All of these women, black and white, were chained under circumstances that revealed what was inside their hearts. Some were cowards. Some had courage.

Taylor could have ruined this movie by focusing too much on the white women and not enough on the black maids.

Like most issues involving race, debates about “The Help” have blown up the Internet. I hope you join the conversation by seeing this movie for yourself.

After seeing “The Help,” I can look at those old black-and-white movies with the walk-ons of black women dressed in starched uniforms and white stockings and see more than a maid.

I’m grateful that the director of this film made sure of that.

***

http://rss.tmsfeatures.com/websvc-bin/r ... a_20110817

Coming to Terms with 'The Help'

By Leonard Pitts Jr., Tribune Media Services,

Posted 08/16/2011




Mother used to tell this story.

She was working as a domestic -- this was the late '40s or early '50s -- for a Memphis doctor when one day his daughter came up and inexplicably began rubbing her skin. It turned out the child had asked her grandmother why mom's skin was dark, and the woman, a daughter of the unreconstructed white South, had said the darkness was dirt. The poor little girl was trying to rub the "dirt" off and was surprised it wouldn't come. Years later, Mom's voice still mixed anger and humiliation when she told that tale.

But such incidental cruelties were to be expected. Mom was The Help, as in the Kathryn Stockett novel that was released last week as a motion picture. I find myself with irresolute feelings toward both. In this, I am hardly alone. Indeed, "The Help" has met with a certain amount of scorn from some African-Americans unseduced by its story of black maids and their white employers in Jackson, Miss., in that pregnant year, 1963.

An organization called the Association of Black Women Historians has slammed the movie for "stereotyping." Author Valerie Boyd's review, which appeared on an Atlanta arts blog, was headlined "A Feel-Good Movie for White People." Some black literati have noted it as yet another example of a white writer reaping great rewards from chronicling African-American passages while black writers who traffic in those same passages cannot get the time of day from publishers and moviemakers.

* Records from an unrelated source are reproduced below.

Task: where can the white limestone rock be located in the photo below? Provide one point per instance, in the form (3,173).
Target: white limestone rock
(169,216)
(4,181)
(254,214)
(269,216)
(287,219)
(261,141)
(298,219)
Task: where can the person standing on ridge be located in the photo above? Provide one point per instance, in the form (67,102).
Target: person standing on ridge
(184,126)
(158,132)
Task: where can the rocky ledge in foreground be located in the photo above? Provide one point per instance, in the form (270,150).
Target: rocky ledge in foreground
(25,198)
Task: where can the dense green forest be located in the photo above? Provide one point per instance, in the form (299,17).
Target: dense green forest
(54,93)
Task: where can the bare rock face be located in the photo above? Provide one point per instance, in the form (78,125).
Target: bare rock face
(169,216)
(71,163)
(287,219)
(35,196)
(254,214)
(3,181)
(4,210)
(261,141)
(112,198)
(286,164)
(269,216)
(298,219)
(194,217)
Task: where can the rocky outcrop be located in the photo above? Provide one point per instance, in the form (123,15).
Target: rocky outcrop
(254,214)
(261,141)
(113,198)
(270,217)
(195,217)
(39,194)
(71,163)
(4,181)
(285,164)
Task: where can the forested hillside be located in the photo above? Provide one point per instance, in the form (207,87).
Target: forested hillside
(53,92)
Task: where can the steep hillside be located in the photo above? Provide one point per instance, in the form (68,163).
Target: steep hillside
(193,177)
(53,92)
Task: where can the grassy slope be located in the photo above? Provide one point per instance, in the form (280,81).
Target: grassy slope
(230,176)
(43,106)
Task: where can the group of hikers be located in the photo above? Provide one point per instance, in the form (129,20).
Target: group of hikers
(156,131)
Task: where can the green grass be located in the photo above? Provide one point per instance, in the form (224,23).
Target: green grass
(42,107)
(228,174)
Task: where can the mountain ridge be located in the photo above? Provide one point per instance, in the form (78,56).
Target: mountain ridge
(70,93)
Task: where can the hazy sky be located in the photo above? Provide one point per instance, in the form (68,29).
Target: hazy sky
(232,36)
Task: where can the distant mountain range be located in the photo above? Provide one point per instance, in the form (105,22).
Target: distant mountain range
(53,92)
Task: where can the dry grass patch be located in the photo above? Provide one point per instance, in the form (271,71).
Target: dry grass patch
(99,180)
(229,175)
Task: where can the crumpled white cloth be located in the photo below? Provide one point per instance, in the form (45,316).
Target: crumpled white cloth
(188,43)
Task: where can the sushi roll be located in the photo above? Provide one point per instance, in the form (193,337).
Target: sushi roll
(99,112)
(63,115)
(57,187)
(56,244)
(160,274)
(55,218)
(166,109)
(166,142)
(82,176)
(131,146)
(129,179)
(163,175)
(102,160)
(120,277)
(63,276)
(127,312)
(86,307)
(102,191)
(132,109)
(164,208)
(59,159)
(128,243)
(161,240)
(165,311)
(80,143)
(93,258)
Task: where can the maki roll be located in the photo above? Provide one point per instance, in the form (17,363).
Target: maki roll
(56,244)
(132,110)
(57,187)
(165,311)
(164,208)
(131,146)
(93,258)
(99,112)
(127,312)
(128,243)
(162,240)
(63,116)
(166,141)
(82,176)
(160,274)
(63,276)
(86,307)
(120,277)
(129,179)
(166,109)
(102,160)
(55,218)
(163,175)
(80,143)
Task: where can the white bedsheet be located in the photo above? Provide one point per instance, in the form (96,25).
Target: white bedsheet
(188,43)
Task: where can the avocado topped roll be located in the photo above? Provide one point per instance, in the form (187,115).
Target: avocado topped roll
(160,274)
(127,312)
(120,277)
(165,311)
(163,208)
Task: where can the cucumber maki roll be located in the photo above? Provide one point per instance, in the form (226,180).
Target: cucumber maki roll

Though the literati have a valid point, the criticism of "The Help" strikes me otherwise as more reflexive than felt. Stockett told the story of a white misfit bonding with a black maid and helping her find her voice in a society that had rendered her mute. If it is not exactly a black-power manifesto, well, neither is it "Birth of a Nation II."

So what, then explains my own irresolution? I suspect it traces to nothing more mysterious than the pain of revisiting a time and place of black subservience. And, perhaps, the sting of an inherited memory. That episode cost her something to tell -- and even more to live.

As Americans, we lie about race. We lie profligately, obstinately and repeatedly. The first lie is of its existence as an immutable reality delivered unto us from the very hand of God.

That lie undergirds all the other lies, lies of Negro criminality, mendacity, ineducability. Lies of sexless mammies and oversexed wenches. Lies of docile child-men and brutal bucks. Lies that exonerate conscience and cover sin with sanctimony. Lies that pinched off avenues of aspiration till "the help" was all a Negro woman was left to be.

I think of those lies sometimes when aging white southerners contact me to share sepia-toned reminiscences about some beloved old nanny who raised them, taught them, loved them, and who was almost a member of the family. Almost.

Reading their emails, I wonder if those folks understand even now, a lifetime later, that that woman did not exist simply as a walk-on character in a white person's life drama, that she was a fully formed human being with a life, and dreams and dreads of her own.

It is Kathryn Stockett's imperfect triumph to have understood this and seek to make others understand it, too. I think Mom would have appreciated the effort.